Grievances (Parts C & D)
On January 1, 2018, our plan name will change from Bridgeway Health Solutions Medicare Advantage to Allwell from Health Net.
What is a complaint/grievance?
A complaint/grievance is a formal way of telling us that you are unhappy about wait times at the doctor’s office, cleanliness of the doctor’s office, discourteous behavior by doctor’s office staff, or the quality of care received by a doctor. You can file a complaint/grievance to say you are unhappy with the timeliness, appropriateness, or access to any health service, procedure, or item as well. A complaint/grievance is also a formal way of telling us that you are unhappy about our decision on your request to expedite a decision or our refusal to provide certain services and our claims payment decisions. If you are dissatisfied with anything about us or our providers you may file a complaint/grievance. You need to file your complaint/grievance within 60 days of the occurrence. If you have a good reason for being late in filing a complaint/grievance, let us know and we will consider whether or not to extend the timeline for filing a complaint/grievance.
How to file a complaint/grievance:
- You may file a complaint/grievance by calling us at 1-877-935-8020. TTY/TDD users call (Arizona Relay Service) 711. From October 1 to February 14, you can call us 7 days a week from 8 a.m. to 8 p.m. From February 15 to September 30, you can call us Monday through Friday from 8 a.m. to 8 p.m.
- You may fax your complaint/grievance to us at 1-844-273-2671.

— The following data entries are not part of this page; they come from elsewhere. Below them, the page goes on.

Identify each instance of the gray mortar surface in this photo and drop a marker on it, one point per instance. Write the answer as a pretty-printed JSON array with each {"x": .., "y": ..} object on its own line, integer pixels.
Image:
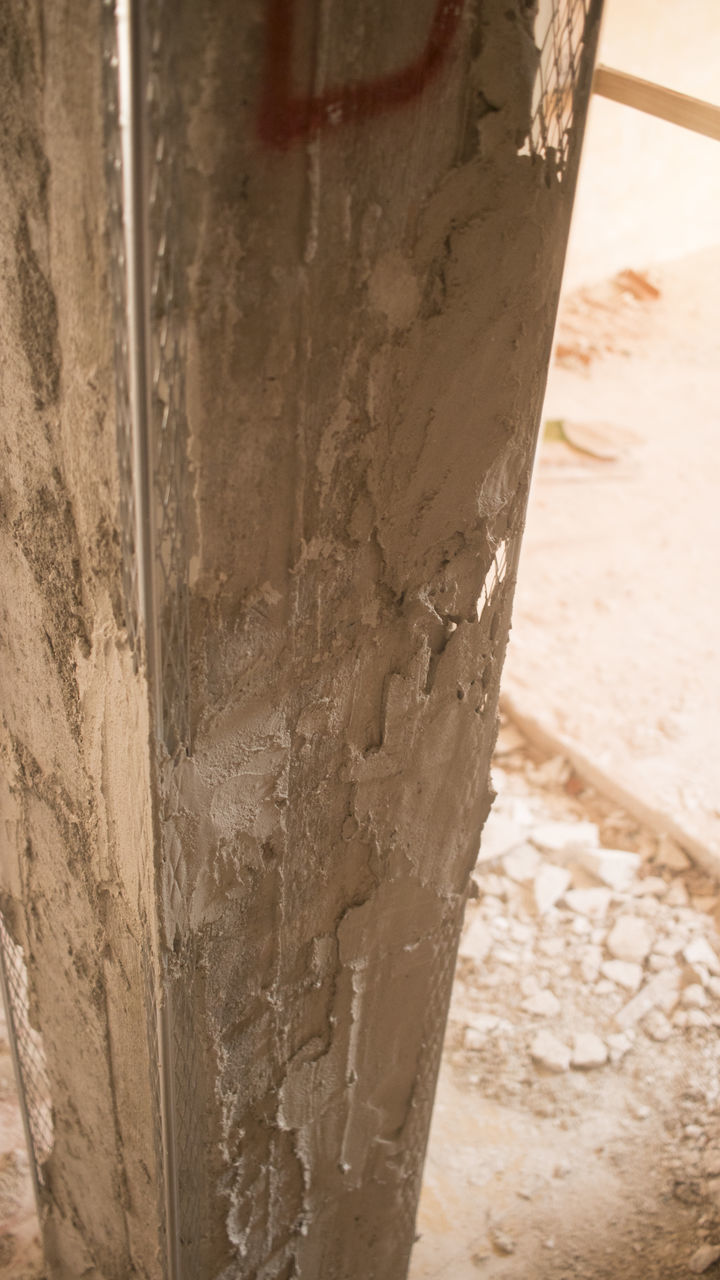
[{"x": 368, "y": 327}]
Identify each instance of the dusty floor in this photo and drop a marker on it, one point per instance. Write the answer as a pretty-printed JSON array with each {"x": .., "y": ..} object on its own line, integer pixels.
[
  {"x": 19, "y": 1248},
  {"x": 566, "y": 1156},
  {"x": 615, "y": 639},
  {"x": 577, "y": 1128}
]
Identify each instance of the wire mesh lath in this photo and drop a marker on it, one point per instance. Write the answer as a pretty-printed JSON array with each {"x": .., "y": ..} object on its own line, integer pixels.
[
  {"x": 169, "y": 426},
  {"x": 32, "y": 1073},
  {"x": 118, "y": 296},
  {"x": 557, "y": 78}
]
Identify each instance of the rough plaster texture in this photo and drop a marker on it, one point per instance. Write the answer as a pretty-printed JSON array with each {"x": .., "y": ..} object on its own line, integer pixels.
[
  {"x": 368, "y": 318},
  {"x": 76, "y": 877}
]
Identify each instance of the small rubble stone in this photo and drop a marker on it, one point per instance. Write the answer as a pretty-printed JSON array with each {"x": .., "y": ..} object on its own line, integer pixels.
[
  {"x": 700, "y": 951},
  {"x": 477, "y": 941},
  {"x": 697, "y": 1018},
  {"x": 580, "y": 926},
  {"x": 591, "y": 961},
  {"x": 605, "y": 987},
  {"x": 548, "y": 886},
  {"x": 703, "y": 1258},
  {"x": 522, "y": 864},
  {"x": 652, "y": 886},
  {"x": 624, "y": 973},
  {"x": 670, "y": 945},
  {"x": 657, "y": 1025},
  {"x": 559, "y": 836},
  {"x": 695, "y": 996},
  {"x": 588, "y": 1051},
  {"x": 700, "y": 1019},
  {"x": 677, "y": 895},
  {"x": 552, "y": 947},
  {"x": 542, "y": 1005},
  {"x": 614, "y": 867},
  {"x": 705, "y": 903},
  {"x": 592, "y": 903},
  {"x": 548, "y": 1052},
  {"x": 660, "y": 992},
  {"x": 500, "y": 835},
  {"x": 630, "y": 940}
]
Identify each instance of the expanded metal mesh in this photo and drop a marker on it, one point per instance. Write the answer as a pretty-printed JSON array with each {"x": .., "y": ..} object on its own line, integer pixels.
[
  {"x": 561, "y": 27},
  {"x": 121, "y": 342},
  {"x": 168, "y": 416},
  {"x": 187, "y": 1074},
  {"x": 33, "y": 1086}
]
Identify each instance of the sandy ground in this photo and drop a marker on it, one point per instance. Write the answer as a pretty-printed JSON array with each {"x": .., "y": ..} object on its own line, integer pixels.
[
  {"x": 19, "y": 1247},
  {"x": 615, "y": 638},
  {"x": 577, "y": 1128}
]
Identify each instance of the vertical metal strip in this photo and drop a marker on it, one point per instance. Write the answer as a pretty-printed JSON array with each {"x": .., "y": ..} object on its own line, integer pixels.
[
  {"x": 18, "y": 1070},
  {"x": 132, "y": 68}
]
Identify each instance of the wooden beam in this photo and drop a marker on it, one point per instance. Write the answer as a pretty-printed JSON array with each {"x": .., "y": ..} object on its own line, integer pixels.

- You may file a complaint/grievance by sending us a letter or the plan form provided in the link below – mail to:
Bridgeway Health Solutions Medicare Advantage
Attn: Appeals and Grievances/Medicare Operations
7700 Forsyth Blvd
Saint Louis, MO 63105
If you want someone else to file your complaint/grievance on your behalf – provide us with an Appointment of Representative Form or a legal document showing that you have chosen someone other than yourself to file for you and that this person has your permission to see all information including medical records about the complaint/grievance. More information and instructions for the Appointment of Representative Form are located in the Appeals and Grievances tab.
As a courtesy, you can utilize the plan form to file your complaint/grievance.
For process or status questions, you can contact us at Member Services at 1-877-935-8020 or TTY/TDD users (Arizona Relay Service) 711. For more process or status questions, your provider can contact us at 1-877-935-8020.
What do we do when you file a complaint/grievance?
We will look into your complaint/grievance and, if possible, give you an answer right away. If you call us with a complaint/grievance, we might be able to give you an answer on that same phone call. Most complaints/grievances are answered no later than 30 calendar days from the date you file your complaint. If we need more information and the delay is in your best interest or if you ask for more time, we can take up to 14 more calendar days (44 calendar days total) to answer your complaint/grievance. However, if we take this extension, we will notify you or your representative. If your health condition requires us to answer quickly, we will do so. Complaints made because we denied your request for a “fast coverage decision” or a “fast appeal” will automatically be considered a “fast” complaint. If you have a “fast” complaint, it means we will give you an answer within 24 hours. If we don’t agree with part or all of your complaint/grievance or don’t take responsibility for the problem you are filing, we will let you know and include reasons for this answer. We must respond whether we agree with your complaint/grievance or not.